Celui qui a débuté dans le septième art par la case “chef opérateur” a d’abord multiplié les tournages tant de séries B que de films de la Nouvelle Vague. Son nom figure au générique du Mépris de Jean-Luc Godard. Progressivement, il passe à la réalisation de films plus obscurs. Au cours de sa carrière vitesse grand V - il réalise parfois vingt-cinq films en une année - il s’essaye à tous les genres, du western au péplum en passant par le mondo movie - des films à petit budget très crus, le film érotique et même le porno hard … Qu’il verse dans le gore ou dans le porno pur et dur, la sensualité et le sexe irriguent son œuvre. 

Un cinéma voyeur

Selon l’écrivain Sébastien Gayraud, auteur d'un livre sur le réalisateur, la sexualité est une importante clé de compréhension de son œuvre. Une sexualité qui ne trouve jamais de justification psychologique et qui vire souvent dans la déviance, le masochisme et le voyeurisme. Dans son art, D’Amato parle avant tout d’un désir qui passe par le regard. Il faut dire que D’Amato s’est toujours reconnu dans la notion de voyeurisme. “Dans ses œuvres, il assume pleinement son point de vue de voyeur, explique l’auteur. En interview, il a souvent raconté que, lorsqu’il était enfant, il se cachait dans les parkings pour observer les sous-vêtements des femmes qui descendaient des voitures …” Une “première expérience de voyeur” qui forgera l’imaginaire du cinéaste de demain. 

Dans le cinéma de D’Amato, l'œil de la caméra n’est pas donc pas le seul à être dans une position d’observateur, les personnages eux-mêmes le sont tout autant. Dans sa vaste filmographie, le personnage du voyeur se décline à l’infini.  “En témoigne l’un de ses films les plus connus, Emmanuelle et Françoise, en 1975, où l’un des personnages épie un couple d’amants à travers un miroir sans teint”, rappelle Sébastien Gayraud. “L’érotisme c’est le voyeurisme, et la pornographie c’est l’échec de l’érotisme”, répétait le cinéste à qui veut bien l’entendre. 

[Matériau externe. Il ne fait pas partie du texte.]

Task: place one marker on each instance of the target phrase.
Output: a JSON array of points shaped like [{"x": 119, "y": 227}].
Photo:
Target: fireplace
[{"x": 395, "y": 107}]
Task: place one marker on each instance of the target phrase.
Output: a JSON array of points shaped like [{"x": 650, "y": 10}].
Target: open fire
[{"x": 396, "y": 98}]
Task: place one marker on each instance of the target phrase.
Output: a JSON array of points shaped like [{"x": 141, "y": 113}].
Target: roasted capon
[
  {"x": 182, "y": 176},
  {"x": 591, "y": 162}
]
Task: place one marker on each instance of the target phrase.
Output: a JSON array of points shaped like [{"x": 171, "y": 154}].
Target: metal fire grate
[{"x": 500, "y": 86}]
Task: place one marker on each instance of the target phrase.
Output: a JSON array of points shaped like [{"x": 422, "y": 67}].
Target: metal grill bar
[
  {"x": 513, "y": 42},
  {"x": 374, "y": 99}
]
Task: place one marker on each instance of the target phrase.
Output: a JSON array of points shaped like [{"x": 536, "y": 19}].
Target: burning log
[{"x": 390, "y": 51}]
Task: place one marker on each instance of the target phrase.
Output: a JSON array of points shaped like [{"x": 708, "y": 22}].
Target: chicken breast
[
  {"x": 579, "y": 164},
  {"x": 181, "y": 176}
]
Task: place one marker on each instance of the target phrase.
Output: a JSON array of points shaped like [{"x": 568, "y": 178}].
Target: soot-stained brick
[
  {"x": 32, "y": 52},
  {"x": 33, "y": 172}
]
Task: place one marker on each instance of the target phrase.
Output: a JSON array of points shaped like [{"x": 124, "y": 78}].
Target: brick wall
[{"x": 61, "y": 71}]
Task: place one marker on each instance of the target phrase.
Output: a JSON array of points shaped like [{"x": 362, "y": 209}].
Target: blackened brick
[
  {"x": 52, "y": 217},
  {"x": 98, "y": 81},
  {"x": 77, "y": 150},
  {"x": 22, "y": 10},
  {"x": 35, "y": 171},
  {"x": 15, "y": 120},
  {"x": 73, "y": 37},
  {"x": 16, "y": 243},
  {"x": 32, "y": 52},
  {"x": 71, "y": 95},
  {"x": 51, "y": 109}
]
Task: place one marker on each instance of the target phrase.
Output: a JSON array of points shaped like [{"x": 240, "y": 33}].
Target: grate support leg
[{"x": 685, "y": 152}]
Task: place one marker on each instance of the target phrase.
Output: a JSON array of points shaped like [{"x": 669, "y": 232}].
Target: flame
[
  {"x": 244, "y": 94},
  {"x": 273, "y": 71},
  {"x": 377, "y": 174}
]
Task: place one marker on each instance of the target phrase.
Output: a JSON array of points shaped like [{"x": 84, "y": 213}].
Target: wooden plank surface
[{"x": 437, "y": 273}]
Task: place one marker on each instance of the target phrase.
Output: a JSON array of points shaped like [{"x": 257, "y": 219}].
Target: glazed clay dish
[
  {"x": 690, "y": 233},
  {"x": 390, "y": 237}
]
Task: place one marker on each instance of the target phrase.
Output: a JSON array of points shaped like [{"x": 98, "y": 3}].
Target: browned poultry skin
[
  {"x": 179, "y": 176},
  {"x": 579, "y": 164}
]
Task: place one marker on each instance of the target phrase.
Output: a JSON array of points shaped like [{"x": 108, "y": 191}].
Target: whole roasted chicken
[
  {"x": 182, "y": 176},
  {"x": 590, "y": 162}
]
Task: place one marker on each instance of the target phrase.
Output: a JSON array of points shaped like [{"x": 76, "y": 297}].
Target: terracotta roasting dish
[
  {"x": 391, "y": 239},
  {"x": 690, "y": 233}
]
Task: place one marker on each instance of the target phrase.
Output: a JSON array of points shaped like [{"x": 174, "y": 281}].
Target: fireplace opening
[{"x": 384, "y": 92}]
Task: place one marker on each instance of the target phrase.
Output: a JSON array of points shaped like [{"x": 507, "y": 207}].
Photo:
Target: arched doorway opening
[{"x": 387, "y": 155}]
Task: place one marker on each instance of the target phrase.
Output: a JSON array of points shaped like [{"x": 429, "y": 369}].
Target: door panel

Une fétichisation du corps de la femme

Pourtant à partir de 1980, date à laquelle la censure est devenue moins vivace en Italie, la pornographie a pris une place importante dans la carrière du réalisateur. La même année, il signe Sesso Nero, le premier porno hard de l’histoire du pays. Sur l’écran, aucune pratique sexuelle n’est mise de côté. Au programme, éjaculation faciale, sodomie, fellation… Un glissement vers la sexualité explicite que cet amoureux de l’érotisme expliquait par une nécessaire adaptation au marché. 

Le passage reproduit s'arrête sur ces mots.